Iniziativa che peraltro, ad onor di cronaca, non era stata patrocinata dall’Amministrazione comunale ma era voluta dal movimento locale Gioventù Nazionale ossia costola della sezione giovanile del partito Fratelli d’Italia. In Largo Stazione, intitolato al compianto senatore mussoliniano, uno sparuto numero di simpatizzanti al movimento di estrema destra, capeggiati da Francesco Secundo, hanno dato spazio alla commemorazione apponendo un fascio di fiori sotto la segnaletica della toponomastica che indica l’intitolazione del piazzale stazione, voluto, lo ricordiamo, dalla Giunta Romani.
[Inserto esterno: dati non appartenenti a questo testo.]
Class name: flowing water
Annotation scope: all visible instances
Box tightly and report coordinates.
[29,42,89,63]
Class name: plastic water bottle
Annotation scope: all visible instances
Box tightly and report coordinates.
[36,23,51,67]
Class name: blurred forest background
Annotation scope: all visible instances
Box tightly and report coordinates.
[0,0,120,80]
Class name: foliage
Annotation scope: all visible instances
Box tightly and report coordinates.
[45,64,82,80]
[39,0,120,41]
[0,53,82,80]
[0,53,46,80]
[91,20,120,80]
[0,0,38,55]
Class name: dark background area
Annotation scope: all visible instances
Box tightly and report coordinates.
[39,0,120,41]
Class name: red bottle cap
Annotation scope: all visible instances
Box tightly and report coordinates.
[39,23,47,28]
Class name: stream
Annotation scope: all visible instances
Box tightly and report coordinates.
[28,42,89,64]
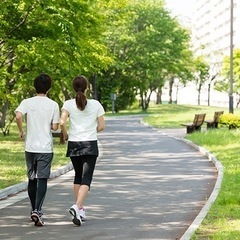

C’è da evidenziare che neppure esponenti del partito di Fratelli d’Italia hanno partecipato alla celebrazione. Durante la manifestazione, Secundo ha ricordato le opere realizzate grazie all’impegno di Araldo Di Crollalanza nella città di Bari, come il lungomare, il policlinico, la Fiera del Levante, ed ha precisato che con questa celebrazione non si vuol fare apologia del fascismo ma è solo un ricordo di fatti storici. La protesta si è innescata, oltre ai comunicati stampa e tramite post sui social, anche con la comparsa in loco di un cartello antifascista affisso sull’info point, poi rimosso.